How much water in whiskey is too much?
Whisky enthusiasts know that adding a little water can sometimes enhance the flavor of their drink, but a recent study led by researchers at Washington State University shows that there’s a limit to how much water should be added. According to the study, adding more than 20% water to a whisky may cause it to lose its unique aroma and flavor.
In the study, researchers analyzed the chemical changes that occurred when water was added to a set of 25 whiskies, including bourbons, ryes, Irish whiskeys, and both single malt and blended Scotches. They also had a trained sensory panel assess six of those whiskies, three Scotches and three bourbons. The results of both tests indicated that adding a little water could change how the whiskies smelled, but after 20%, they may start to have the same aroma, which likely affected their flavor as well.
WSU Assistant Professor Tom Collins, senior author of the study published in the journal Foods, said that “by the time you get to 60/40 whisky to water, the whiskies are not differentiated by the panelists; they begin to smell the same, and that’s not really what you’re looking for.” The researchers also found that at 100% whisky, the panelists could easily tell all the whiskies apart from each other, and at 80/20 whisky to water, they could still differentiate whiskies within each group, but after more water was added, that changed.

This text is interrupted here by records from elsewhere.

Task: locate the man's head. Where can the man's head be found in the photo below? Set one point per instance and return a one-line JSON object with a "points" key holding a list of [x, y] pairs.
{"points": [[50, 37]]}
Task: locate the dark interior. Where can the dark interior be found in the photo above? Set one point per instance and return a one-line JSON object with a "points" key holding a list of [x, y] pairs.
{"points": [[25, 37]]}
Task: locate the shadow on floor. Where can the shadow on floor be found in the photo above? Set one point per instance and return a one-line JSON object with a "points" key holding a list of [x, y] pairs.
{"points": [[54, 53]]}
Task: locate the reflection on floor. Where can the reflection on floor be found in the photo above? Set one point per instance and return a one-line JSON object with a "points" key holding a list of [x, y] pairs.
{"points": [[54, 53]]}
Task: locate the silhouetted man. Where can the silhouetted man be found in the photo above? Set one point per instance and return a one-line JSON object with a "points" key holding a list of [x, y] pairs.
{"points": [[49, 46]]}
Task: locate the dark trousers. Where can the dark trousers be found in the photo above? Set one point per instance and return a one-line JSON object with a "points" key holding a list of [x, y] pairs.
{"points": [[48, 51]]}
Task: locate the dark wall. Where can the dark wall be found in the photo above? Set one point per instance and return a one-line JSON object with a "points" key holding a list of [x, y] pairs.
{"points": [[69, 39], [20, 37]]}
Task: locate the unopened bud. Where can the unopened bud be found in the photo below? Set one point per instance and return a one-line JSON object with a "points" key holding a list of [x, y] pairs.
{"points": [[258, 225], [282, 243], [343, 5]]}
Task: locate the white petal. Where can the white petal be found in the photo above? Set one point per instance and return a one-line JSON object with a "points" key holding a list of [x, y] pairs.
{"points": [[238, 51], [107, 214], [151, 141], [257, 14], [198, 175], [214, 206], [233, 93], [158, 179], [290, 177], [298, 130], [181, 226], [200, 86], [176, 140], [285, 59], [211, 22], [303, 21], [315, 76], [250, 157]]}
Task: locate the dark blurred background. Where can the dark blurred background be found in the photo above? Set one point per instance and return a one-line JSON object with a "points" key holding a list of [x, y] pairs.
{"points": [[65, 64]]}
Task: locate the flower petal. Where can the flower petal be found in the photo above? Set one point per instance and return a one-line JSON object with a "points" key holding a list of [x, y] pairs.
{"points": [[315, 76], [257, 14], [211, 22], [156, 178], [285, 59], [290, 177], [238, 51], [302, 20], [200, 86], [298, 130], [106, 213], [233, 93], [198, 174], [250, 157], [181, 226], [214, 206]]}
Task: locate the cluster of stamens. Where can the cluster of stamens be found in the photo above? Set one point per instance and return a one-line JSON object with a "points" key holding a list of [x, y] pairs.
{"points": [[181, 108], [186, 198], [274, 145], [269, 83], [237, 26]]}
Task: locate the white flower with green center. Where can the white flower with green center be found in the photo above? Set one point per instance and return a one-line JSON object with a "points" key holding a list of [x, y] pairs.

In addition to the sensory panel, the researchers also conducted a chemical analysis of the whiskies, which showed that the changes in volatile compounds in the headspace, or the area above the liquid, were consistent with the panelists’ observations. For instance, many of the Scotch whiskies started out with a smoky, “peat” aroma, but as they were diluted, they moved toward a fruitier aroma known as “pome.”
Collins said that the findings of the study can help whisky makers better understand how their customers will experience the drink if they choose to add water or have it “on the rocks.” The study also supports the practice of serving whisky with a single, large ice cube, as it allows the drinker to enjoy the whisky before it gets diluted to the point that it loses its distinct aroma and flavor.
Overall, this study provides valuable insights into the chemical changes that occur when water is added to whisky and suggests that adding too much water can have a negative impact on the drink’s aroma and flavor. It’s good news for whisky enthusiasts who want to enjoy the full range of flavors in their favorite drink.